The U.S. Attorney’s office in Sacramento announced with considerable fanfare last week that it has extracted a $5 billion fine from Goldman Sachs for misconduct related to the sale of mortgage securities that helped precipitate the 2008 financial crisis.
Goldman was accused of bundling clearly defective loans into mortgage securities that were then sold to investors after lying about the quality of loans in those securities.
Goldman’s fine sounds like a lot of money until you start reading the small print. The amount the firm actually pays will be less than $5 billion due to special credits included in the deal. Not only that, some of the fine will be tax deductible. One more thing: Nobody will be prosecuted for the crimes that were committed.
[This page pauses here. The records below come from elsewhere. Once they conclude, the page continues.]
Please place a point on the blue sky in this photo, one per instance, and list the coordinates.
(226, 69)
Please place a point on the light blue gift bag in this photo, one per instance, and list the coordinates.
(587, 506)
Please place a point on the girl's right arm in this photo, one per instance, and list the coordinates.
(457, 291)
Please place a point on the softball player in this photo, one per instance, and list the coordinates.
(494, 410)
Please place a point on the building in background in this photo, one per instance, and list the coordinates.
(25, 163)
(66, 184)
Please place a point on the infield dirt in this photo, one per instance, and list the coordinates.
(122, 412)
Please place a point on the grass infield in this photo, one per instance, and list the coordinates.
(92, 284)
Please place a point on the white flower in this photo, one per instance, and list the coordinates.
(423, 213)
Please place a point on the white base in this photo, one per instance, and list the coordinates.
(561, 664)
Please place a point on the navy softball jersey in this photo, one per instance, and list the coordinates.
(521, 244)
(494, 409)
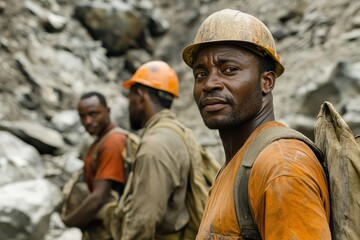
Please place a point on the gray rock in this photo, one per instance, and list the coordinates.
(19, 161)
(44, 139)
(27, 220)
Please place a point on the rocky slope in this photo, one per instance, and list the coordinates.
(51, 51)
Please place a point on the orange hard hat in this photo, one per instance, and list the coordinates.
(237, 27)
(156, 74)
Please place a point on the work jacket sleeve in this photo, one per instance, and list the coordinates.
(152, 186)
(288, 192)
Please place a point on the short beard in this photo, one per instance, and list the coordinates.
(231, 122)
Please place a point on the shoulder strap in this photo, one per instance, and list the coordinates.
(102, 140)
(244, 212)
(174, 125)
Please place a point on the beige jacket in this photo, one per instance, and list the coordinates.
(155, 203)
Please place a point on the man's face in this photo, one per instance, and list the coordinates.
(227, 86)
(136, 113)
(93, 115)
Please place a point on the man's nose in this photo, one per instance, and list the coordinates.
(213, 82)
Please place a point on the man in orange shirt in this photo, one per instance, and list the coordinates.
(103, 168)
(235, 66)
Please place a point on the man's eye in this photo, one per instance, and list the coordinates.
(93, 114)
(230, 69)
(199, 74)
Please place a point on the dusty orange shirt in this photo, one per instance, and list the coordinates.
(287, 189)
(110, 163)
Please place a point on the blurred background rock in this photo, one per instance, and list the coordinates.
(52, 51)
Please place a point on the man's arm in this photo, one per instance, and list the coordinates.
(147, 203)
(88, 209)
(288, 191)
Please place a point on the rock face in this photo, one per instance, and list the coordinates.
(52, 51)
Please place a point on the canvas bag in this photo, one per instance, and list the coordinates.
(339, 153)
(204, 169)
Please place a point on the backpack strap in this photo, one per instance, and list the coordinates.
(244, 212)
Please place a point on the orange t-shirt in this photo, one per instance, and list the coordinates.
(288, 193)
(110, 164)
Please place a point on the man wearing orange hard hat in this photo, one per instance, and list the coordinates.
(154, 201)
(276, 192)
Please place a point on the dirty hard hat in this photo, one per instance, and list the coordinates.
(156, 74)
(234, 26)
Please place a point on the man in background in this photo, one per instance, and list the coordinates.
(103, 166)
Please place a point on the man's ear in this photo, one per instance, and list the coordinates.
(268, 79)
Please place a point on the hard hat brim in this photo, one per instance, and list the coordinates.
(190, 51)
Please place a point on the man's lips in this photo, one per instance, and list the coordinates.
(213, 104)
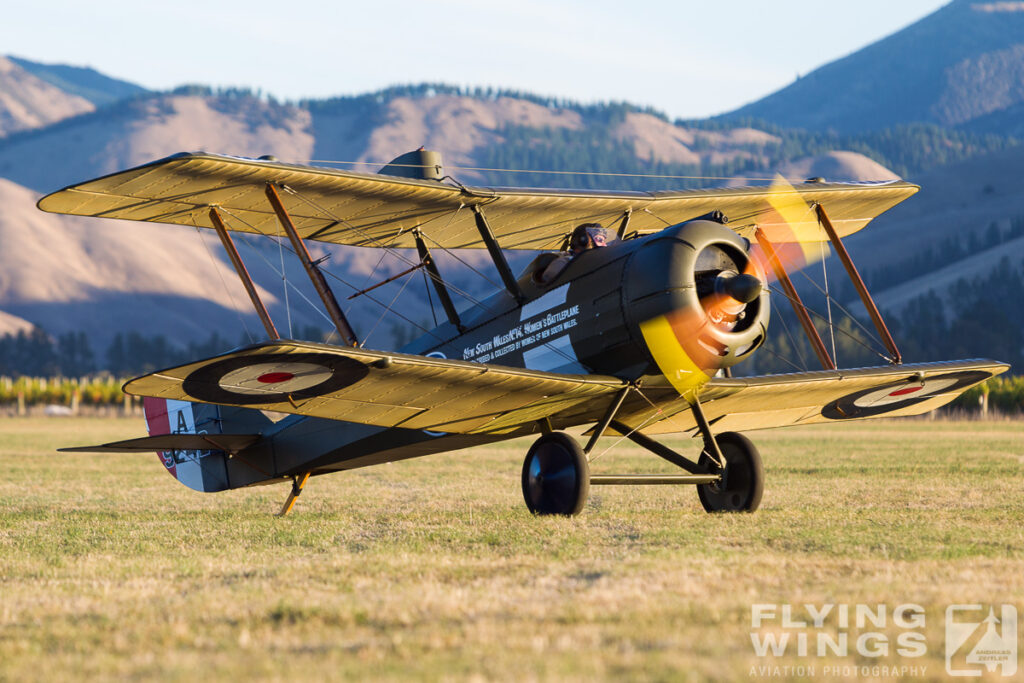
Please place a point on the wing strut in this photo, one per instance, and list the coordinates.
(798, 303)
(240, 267)
(625, 223)
(858, 283)
(333, 309)
(428, 261)
(496, 253)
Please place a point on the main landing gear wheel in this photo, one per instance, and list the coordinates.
(742, 481)
(555, 476)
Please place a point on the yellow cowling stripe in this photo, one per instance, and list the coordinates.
(671, 357)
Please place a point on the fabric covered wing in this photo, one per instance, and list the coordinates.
(377, 388)
(825, 396)
(372, 210)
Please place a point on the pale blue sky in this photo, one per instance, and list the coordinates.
(686, 58)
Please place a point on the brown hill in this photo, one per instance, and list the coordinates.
(27, 101)
(11, 325)
(956, 67)
(138, 131)
(98, 275)
(956, 205)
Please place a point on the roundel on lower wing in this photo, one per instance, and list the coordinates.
(272, 378)
(897, 395)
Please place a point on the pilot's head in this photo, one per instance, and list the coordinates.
(588, 236)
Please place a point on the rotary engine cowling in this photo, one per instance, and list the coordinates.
(697, 300)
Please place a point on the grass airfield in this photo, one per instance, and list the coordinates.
(433, 568)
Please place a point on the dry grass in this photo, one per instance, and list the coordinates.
(433, 568)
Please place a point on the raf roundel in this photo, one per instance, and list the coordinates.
(266, 378)
(272, 378)
(894, 396)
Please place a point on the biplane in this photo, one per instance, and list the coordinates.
(634, 339)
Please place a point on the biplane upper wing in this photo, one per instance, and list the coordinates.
(373, 210)
(378, 388)
(812, 397)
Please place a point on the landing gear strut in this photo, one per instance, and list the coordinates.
(728, 475)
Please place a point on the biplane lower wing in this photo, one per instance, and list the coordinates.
(455, 396)
(823, 396)
(377, 387)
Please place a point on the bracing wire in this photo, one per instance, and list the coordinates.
(868, 334)
(284, 281)
(328, 272)
(409, 279)
(832, 328)
(402, 257)
(818, 315)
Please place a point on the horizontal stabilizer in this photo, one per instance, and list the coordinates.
(162, 442)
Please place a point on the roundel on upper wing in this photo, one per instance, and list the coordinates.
(272, 378)
(897, 395)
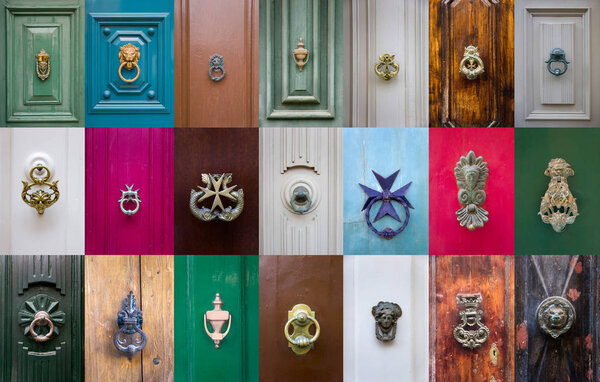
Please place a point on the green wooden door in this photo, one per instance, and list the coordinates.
(197, 280)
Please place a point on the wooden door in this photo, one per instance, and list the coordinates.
(482, 289)
(487, 99)
(109, 279)
(60, 229)
(544, 98)
(546, 288)
(30, 286)
(198, 280)
(401, 280)
(44, 63)
(295, 162)
(203, 30)
(286, 281)
(119, 159)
That has been par for the course as the government has sought to “punish” companies that were major players in the financial calamity that hit the country in 2008. The government has obtained more than $40 billion in fines from 18 major financial institutions, but has not charged one single executive with a civil or criminal crime.
The Goldman investigation was led by attorneys from the Sacramento office, which has prosecuted more than 300 mortgage fraud cases. U.S. Attorney Benjamin Wagner indicated his office isn’t conducting a criminal probe of Goldman Sachs.
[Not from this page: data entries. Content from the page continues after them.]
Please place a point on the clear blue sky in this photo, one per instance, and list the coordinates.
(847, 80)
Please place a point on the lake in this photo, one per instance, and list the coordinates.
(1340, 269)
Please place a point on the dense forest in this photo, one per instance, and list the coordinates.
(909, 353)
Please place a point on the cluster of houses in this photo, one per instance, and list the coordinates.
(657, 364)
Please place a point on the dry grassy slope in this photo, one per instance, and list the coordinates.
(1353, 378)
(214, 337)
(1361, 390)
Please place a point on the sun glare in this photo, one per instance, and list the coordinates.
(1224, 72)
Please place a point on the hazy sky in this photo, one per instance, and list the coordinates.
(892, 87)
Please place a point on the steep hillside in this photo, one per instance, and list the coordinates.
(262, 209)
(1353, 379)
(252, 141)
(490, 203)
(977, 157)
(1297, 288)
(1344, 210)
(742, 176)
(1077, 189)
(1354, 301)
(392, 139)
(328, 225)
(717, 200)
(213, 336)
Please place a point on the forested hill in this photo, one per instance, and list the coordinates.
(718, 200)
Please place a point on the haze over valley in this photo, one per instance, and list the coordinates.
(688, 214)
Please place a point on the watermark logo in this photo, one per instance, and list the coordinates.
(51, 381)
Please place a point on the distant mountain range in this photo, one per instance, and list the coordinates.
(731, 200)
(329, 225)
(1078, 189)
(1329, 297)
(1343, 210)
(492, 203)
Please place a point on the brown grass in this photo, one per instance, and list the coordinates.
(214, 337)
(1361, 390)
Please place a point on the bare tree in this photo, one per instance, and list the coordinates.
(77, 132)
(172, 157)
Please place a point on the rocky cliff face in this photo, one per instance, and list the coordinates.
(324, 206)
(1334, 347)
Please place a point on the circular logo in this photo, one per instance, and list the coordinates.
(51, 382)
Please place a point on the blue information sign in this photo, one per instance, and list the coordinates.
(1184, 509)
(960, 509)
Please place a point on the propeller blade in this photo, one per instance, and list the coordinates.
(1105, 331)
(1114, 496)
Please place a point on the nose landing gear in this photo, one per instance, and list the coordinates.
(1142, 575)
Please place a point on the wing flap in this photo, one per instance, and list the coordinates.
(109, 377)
“Apparently, if someone lies about 10 mortgage loans they will face the full force of the law,” Phil Angelides, who served as chair of the Financial Crisis Inquiry Commission, wrote in The Sacramento Bee. “If someone lies about hundreds of thousands of loans, then they can count on the shareholders of their company to pay their way to exoneration.”
There’s no lack of candidates for incarceration in a Club Fed near their homes, just the unwillingness of the Feds to go after them. That may be because some very prominent politicians will be embarrassed if investigators dig too deep for criminal evidence.
Take, for example, Angelo Mozilo, the top guy at Countrywide Financial. Mozilo collected $470 million in compensation for 2001-2006 while Countrywide was handing out billions in bad loans to people who had no business buying a house. He was also signing off on low-cost mortgages to people known within the company as “Friends of Angelo.”
Among his friends were Sen. Chris Dodd (of Dodd-Frank fame), who was chair of the Senate Banking Committee; the chair of the Senate Budget Committee, and the ranking Republican on the House Financial Services Committee. Then there was the son of House Speaker Nancy Pelosi, Sen. Barbara Boxer, and members of the Obama Administration.
When Countrywide collapsed, Mozilo escaped relatively unscathed. He was accused by the SEC of insider trading and eventually resolved the issue by paying a $67.5 million fine, but otherwise he was home free.
Lloyd Blankfein, the chair of Goldman Sachs, was ridiculed a couple of years ago for saying the Wall Street investment banker is “doing God’s work.” The boys on Wall Street aren’t doing God’s work, but a higher power is looking out for them.